Before he became every Frenchman’s favourite uncle, Tati was the rural postman in Jour de fête. The title is commonly translated as The Big Day, but it could just as well be Day of the Fair, or The Feteful Day, if you wanted a pun, because the first half of the film concerns the pulling together of the annual festival. The flag pole must be erected in the town square, while François, Tati’s postman, proves himself adept at stepping on rakes and scurrying from bees, comic classics which the actor-cum-director perfects.
When a film is shown during the festival depicting the brave new innovations of the American mail, the locals take to teasing their fastidious postman, and soon François is devising all sorts of curious methods in order to make his route more efficient. He clutches onto the back of a lorry, and rather than delivering letters hand-to-hand, tucks the mail ‘American-style’ under the tail of a horse. Swinging his satchel becomes his symbol of liberty, and his bicycle poises itself expertly as it sails sans-rider around a bend, before François finds himself at the head of a peloton, eventually meeting the water face-to-face.

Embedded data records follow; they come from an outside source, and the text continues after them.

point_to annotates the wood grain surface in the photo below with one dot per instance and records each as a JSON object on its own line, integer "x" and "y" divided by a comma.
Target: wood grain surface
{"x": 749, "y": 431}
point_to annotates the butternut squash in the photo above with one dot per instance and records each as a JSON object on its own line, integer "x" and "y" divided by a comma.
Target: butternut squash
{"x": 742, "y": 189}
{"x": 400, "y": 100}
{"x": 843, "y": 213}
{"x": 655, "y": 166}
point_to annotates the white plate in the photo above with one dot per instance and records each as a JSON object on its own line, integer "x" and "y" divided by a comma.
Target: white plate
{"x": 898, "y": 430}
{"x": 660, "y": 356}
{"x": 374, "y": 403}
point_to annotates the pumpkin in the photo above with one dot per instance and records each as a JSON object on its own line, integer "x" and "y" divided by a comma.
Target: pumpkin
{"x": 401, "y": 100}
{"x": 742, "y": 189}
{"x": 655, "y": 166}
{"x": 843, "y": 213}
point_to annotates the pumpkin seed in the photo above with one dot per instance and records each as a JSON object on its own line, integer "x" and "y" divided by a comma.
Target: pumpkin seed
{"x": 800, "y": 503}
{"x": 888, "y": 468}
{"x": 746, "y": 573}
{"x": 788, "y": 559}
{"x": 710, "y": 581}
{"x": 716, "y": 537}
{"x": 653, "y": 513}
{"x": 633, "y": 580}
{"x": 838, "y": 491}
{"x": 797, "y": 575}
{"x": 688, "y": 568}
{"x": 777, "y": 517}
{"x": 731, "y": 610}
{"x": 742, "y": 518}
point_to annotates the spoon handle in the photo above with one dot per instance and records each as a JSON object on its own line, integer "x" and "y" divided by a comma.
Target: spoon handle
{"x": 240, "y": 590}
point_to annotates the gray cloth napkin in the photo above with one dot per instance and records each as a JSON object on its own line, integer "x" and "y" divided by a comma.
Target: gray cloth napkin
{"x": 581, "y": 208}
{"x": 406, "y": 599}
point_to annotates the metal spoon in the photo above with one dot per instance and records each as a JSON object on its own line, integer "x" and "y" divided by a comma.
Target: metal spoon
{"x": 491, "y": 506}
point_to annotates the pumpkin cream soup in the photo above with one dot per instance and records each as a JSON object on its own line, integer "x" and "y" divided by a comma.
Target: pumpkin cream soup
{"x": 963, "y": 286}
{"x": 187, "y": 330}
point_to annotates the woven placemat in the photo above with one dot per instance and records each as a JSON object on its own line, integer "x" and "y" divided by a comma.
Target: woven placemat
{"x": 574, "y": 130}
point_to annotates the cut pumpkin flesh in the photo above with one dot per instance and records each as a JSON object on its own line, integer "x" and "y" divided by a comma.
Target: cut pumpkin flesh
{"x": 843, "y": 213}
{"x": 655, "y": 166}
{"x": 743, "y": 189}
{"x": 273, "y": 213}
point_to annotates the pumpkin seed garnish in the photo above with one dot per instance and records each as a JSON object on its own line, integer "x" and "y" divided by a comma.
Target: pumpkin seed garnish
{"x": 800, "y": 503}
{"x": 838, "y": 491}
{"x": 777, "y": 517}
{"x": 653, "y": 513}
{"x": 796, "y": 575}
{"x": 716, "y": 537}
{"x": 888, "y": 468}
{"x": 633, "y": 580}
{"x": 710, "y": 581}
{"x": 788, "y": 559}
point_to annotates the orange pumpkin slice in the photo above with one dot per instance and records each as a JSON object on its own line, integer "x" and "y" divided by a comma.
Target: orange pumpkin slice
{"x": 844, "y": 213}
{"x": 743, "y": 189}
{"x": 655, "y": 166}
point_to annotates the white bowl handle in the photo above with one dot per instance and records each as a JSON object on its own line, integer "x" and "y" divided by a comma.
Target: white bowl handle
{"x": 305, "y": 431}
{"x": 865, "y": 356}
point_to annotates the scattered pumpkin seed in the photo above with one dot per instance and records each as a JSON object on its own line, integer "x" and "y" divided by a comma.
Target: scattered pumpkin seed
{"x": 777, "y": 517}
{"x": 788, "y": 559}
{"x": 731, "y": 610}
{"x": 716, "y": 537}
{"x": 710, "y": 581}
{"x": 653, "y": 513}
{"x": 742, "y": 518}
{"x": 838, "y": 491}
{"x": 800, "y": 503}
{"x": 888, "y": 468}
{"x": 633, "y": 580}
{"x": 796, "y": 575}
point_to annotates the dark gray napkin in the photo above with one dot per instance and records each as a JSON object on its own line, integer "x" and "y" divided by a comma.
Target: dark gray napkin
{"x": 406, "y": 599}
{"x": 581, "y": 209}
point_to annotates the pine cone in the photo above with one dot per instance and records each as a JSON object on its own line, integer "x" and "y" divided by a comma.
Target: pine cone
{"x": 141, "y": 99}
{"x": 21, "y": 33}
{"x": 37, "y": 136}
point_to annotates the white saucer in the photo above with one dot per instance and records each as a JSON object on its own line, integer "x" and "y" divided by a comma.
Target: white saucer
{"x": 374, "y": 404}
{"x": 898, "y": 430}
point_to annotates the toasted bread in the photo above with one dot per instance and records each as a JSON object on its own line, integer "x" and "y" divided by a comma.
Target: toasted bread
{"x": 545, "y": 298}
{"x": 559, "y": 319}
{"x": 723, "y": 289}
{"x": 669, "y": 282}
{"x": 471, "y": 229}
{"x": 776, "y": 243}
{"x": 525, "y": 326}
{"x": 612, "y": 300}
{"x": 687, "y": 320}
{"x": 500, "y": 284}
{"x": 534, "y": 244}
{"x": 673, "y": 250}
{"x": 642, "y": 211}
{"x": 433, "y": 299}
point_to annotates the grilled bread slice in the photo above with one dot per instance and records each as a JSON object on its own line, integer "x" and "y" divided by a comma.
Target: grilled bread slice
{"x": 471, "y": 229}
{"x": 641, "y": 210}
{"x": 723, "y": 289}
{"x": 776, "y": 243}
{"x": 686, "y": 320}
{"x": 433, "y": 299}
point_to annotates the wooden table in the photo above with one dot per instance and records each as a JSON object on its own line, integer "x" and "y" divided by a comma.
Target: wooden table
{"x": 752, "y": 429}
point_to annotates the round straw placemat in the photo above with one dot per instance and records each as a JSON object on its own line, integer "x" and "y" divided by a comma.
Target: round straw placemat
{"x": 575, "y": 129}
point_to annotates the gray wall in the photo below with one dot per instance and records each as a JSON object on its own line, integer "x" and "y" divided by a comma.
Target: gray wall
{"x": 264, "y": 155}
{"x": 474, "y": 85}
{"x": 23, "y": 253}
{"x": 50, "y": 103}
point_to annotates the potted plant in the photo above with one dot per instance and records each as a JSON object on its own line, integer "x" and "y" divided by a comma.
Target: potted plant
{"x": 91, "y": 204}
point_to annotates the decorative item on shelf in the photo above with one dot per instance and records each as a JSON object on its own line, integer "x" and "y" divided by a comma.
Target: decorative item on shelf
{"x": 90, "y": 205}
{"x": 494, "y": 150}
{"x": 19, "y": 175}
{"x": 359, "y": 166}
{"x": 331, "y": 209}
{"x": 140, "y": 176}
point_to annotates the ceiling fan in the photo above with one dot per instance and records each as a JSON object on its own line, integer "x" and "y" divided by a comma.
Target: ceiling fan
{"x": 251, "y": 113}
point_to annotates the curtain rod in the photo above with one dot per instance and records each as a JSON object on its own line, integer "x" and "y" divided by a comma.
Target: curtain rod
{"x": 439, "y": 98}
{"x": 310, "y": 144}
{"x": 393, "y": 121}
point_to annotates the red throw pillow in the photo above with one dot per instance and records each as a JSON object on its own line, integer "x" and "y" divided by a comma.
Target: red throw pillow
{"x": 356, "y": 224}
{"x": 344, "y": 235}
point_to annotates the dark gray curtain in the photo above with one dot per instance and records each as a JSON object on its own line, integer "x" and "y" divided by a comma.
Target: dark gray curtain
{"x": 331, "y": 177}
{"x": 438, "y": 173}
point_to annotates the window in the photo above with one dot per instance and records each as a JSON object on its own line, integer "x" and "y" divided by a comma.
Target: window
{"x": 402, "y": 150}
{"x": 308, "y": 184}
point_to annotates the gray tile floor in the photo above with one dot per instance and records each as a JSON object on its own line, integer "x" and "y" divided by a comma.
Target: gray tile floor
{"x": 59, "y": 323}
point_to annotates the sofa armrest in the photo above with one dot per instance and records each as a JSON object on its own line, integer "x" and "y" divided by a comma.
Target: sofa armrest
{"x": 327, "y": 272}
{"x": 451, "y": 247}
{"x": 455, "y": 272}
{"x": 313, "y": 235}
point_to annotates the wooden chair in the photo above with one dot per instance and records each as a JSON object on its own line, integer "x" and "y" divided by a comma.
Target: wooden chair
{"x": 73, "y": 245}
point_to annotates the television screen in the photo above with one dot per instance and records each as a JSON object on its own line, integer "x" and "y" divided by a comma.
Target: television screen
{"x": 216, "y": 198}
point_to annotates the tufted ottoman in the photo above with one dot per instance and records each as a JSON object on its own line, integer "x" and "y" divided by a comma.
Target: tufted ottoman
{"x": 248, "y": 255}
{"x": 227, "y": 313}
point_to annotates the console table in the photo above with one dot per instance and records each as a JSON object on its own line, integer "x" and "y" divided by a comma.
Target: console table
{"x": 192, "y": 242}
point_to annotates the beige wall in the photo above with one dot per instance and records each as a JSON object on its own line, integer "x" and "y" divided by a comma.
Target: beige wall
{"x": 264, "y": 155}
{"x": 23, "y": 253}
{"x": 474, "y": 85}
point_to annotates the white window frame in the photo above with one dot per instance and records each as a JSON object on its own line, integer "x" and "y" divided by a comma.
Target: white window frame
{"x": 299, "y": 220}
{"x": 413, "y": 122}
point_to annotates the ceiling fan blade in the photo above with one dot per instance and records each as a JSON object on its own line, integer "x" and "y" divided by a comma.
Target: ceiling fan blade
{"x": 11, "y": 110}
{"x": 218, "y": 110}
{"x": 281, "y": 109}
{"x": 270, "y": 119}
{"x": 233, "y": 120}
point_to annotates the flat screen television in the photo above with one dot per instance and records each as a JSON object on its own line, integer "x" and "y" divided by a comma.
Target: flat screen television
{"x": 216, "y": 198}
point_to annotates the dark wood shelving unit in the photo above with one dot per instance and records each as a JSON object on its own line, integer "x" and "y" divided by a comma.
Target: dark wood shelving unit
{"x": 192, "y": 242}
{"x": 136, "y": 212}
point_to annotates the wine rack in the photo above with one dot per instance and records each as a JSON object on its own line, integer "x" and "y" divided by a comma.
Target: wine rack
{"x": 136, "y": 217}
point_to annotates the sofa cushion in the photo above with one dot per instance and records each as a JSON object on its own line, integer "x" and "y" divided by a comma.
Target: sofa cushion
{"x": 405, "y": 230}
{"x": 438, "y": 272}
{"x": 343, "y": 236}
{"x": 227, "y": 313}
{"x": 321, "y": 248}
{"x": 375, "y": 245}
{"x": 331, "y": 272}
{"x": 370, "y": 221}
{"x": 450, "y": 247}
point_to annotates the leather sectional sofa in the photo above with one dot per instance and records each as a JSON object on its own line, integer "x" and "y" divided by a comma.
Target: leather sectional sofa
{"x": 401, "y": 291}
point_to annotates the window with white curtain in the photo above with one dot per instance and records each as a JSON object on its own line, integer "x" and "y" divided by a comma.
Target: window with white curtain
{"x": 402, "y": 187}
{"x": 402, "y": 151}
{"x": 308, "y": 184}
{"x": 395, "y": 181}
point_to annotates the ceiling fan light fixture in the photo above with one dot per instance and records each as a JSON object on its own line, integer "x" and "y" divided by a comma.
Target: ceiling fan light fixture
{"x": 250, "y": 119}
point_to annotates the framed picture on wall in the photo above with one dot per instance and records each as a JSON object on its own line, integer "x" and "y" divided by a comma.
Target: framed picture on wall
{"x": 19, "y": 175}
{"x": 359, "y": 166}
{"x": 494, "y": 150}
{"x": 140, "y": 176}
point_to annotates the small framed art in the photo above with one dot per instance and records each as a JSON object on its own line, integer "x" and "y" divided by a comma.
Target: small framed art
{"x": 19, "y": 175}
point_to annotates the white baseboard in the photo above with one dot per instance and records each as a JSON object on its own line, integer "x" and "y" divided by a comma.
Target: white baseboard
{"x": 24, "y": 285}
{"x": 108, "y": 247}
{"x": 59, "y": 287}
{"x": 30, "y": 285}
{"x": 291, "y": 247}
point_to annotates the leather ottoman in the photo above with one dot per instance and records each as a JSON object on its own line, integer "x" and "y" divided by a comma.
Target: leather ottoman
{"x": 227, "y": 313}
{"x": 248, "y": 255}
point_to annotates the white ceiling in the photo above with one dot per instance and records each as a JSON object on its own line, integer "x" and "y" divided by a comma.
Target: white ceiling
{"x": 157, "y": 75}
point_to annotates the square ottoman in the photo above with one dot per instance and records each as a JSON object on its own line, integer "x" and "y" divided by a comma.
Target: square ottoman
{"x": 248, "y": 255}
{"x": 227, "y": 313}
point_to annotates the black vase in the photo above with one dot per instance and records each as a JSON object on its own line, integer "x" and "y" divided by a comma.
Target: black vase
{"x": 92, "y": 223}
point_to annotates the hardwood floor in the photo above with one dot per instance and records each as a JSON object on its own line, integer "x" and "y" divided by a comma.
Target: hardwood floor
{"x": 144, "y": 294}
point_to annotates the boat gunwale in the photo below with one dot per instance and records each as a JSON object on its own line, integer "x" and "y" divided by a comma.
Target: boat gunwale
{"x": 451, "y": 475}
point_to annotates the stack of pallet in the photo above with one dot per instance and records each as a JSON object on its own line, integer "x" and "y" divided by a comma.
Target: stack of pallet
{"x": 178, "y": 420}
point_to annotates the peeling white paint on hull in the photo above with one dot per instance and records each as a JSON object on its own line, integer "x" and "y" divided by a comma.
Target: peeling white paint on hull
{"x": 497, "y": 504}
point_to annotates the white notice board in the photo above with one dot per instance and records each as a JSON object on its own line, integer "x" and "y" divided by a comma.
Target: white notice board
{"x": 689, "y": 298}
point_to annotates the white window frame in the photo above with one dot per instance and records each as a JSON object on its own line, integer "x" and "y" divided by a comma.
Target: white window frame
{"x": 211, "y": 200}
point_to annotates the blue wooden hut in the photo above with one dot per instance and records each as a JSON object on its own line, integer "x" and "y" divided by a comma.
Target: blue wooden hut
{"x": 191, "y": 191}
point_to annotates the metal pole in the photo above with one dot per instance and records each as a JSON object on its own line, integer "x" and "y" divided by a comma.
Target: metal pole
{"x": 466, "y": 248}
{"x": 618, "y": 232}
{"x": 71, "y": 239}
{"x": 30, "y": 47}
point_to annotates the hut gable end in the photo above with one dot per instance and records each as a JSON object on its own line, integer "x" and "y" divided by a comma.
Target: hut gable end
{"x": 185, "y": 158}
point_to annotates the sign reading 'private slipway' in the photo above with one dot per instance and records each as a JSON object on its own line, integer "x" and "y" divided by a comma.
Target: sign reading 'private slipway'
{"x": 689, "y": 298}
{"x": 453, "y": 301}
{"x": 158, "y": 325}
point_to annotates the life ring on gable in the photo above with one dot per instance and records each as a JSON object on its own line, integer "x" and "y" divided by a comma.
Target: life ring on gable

Just look how the little boy chases and skips after the carousel horses at the beginning of the movie. This is expectation, this is grace. Today a youngster of the same age would be more likely to spit or urinate on the passing truck, or we’d be shown the boy tumbling down the hill in a pointed comment on strife and fate. And just look how the same boy chases and skips after the carousel horses at the end of the movie, all the same even as the festivities dissipate. Forget ‘rapidité’: ups or downs, it’s all about rhythm.